0

I am trying to grab certain id's out of HTML code. I have some of it working, but other things I need help with. Here is some sample HTML code of videos:

<video id="movie1" class="show_movie-camera animation_target movieBorder hasAudio movieId_750" src="/path/to/movie" style="position: absolute; z-index: 505; top: 44.5px; left: 484px; display: none;" preload="true" autoplay="true"></video>
<video id="movie2" class="clickInfo movieId_587" src="/path/to/movie" preload="true" autoplay="true"></video>
<video id="movie300" src="/path/to/movie" preload="true" autoplay="true"></video>

To get the movie id's, I look for movieId_[ID] or movie[ID] using this regex:

.*?<object|<video.*?movie(\\d+)|movieId_(\\d+)[^>]*>?.*?

This works well, but it puts both movieId_[ID] AND movie[ID] in the matches, rather than just one. What I am looking for is to use movieId_[ID] and using movie[ID] as the fallback. This is what I use:

Pattern p = Pattern.compile(regex);
Matcher m = p.matcher(content);
int fileId = -1;
while(m.find()) {
    fileId = -1;
    if (m.group(2) != null) {
        fileId = new Integer(m.group(2));
    } else if (m.group(1) != null) {
        fileId = new Integer(m.group(1));
    }
}

This will give me 1, 750, 2, 587, 300 instead of 750, 578, 300 that I am looking for.

Additionally, I am looking to get the matches that have the hasAudio class. Here is what I tried with no success:

.*?<object|<video.*?hasAudio.*movieId_(\\d+)|movieId_(\\d+).*hasAudio[^>]*>?.*?";

Any help would be appreciated. Thanks!

fanfavorite
  • 5,128
  • 1
  • 31
  • 58
  • Yes, sorry that has been corrected. – fanfavorite Oct 04 '17 at 18:35
  • 6
    [You shouldn't use regex to parse html](https://stackoverflow.com/a/1732454/6073886) – OH GOD SPIDERS Oct 04 '17 at 18:35
  • Better to use something like jsoup? The HTML is contents in a database table that gets pulled and then processed. – fanfavorite Oct 04 '17 at 18:38
  • Your regex is missing some groups. You're current scanning for `.*?]*>?.*?`. Including `.*?` in the beginning of the first part is redundant, so is including `.*?` in the end of the third part, since `find()` will scan for matching patterns anyway. And since you're looking for movie ids, why scan for ` – Andreas Oct 04 '17 at 18:42
  • Ok thanks. Object is for old flash files. – fanfavorite Oct 04 '17 at 18:44

1 Answers1

2

For the first issue check the below...

.*?<object|<video[^>]*((?<=movieId_)\d+|(?<=movie)\d+)

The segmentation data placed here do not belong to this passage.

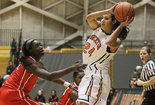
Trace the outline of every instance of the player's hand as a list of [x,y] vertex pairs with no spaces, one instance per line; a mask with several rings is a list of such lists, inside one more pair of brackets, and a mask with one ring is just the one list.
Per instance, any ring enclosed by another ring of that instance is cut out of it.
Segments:
[[130,20],[129,20],[129,17],[127,17],[126,21],[121,22],[121,26],[123,27],[128,26],[133,21],[133,19],[134,17],[132,17]]
[[72,90],[78,92],[78,87],[75,85],[70,85],[69,88],[71,88]]
[[137,83],[138,86],[142,86],[142,85],[143,85],[143,81],[141,81],[140,79],[138,79],[138,80],[136,81],[136,83]]
[[25,59],[25,60],[22,61],[22,64],[24,65],[24,67],[30,66],[33,63],[34,62],[29,60],[29,59]]
[[114,6],[112,6],[111,8],[108,9],[109,13],[114,14],[114,10],[115,7],[118,5],[119,3],[115,4]]
[[82,64],[81,61],[77,61],[74,65],[72,65],[74,72],[81,71],[87,67],[87,64]]

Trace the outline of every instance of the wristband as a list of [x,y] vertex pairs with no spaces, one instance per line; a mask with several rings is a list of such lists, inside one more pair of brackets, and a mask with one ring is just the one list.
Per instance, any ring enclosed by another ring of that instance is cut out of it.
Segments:
[[71,85],[71,84],[70,84],[69,82],[67,82],[67,81],[64,82],[64,86],[65,86],[65,87],[69,87],[70,85]]

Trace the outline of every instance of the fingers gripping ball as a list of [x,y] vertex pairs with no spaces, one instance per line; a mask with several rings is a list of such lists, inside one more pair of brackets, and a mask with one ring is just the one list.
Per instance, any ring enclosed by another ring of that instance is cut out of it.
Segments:
[[119,2],[114,9],[114,16],[117,21],[123,22],[129,18],[129,20],[135,16],[135,10],[132,4],[128,2]]

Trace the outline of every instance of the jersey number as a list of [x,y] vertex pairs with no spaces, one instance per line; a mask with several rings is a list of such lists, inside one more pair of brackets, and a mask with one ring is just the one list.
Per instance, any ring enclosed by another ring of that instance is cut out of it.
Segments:
[[89,49],[89,48],[90,48],[90,43],[87,42],[86,45],[85,45],[85,47],[84,47],[84,49],[83,49],[83,52],[84,52],[85,54],[86,54],[86,53],[89,53],[89,56],[91,56],[92,53],[94,52],[95,48],[94,48],[94,47],[91,48],[91,49]]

To make it work your java code would be

Pattern p = Pattern.compile(regex);
Matcher m = p.matcher(content);
int fileId = -1;
while(m.find()) {
    fileId = -1;
    if (m.group(1) != null) {
        fileId = new Integer(m.group(1));
    }
}

Demo of regex here.


UPDATE FOR SECOND CONDITION

.*?<object|<video[^>]*hasAudio[^>]*((?<=movieId_)\d+|(?<=movie)\d+)

Demo of regex here


Explanation

.*?<object                 //Already existing regex
|                          //OR capture the movie ID as below
<video[^>]*hasAudio[^>]*   //Part of full match include all characters except '>'
                           //This makes sure matches do not go beyond the tag
                           //Also makes sure that hasAudio is part of this string
(                          //START: Our Group1 capture as Movie ID 
(?<=movieId_)\d+           //First try getting id out of moviedId_xxx
|                          //OR if first fails
(?<=movie)\d+              //Second try getting id out of moviexxx
)                          //END: Our Group1 capture as Movie ID

Note: .*?<object would always match only <object!!!


UPDATE 2

<object|<video[^>]*\K(?:hasAudio[^>]*\K(?:(?<=movieId_)\d+|(?<=movie)\d+)|(?:(?<=movieId_)\d+|(?<=movie)\d+)(?=[^>]*hasAudio))

Here I introduced condition for trailing hasAudio if any. Note that in this regex the full match is the movieID, there would be no groups.

Main feature we used here is the \K flag which resets the match position to current. There by dropping all previously grabbed chars from the match. This helps us get around variable length look-behind.

Demo here

kaza
  • 2,317
  • 1
  • 16
  • 25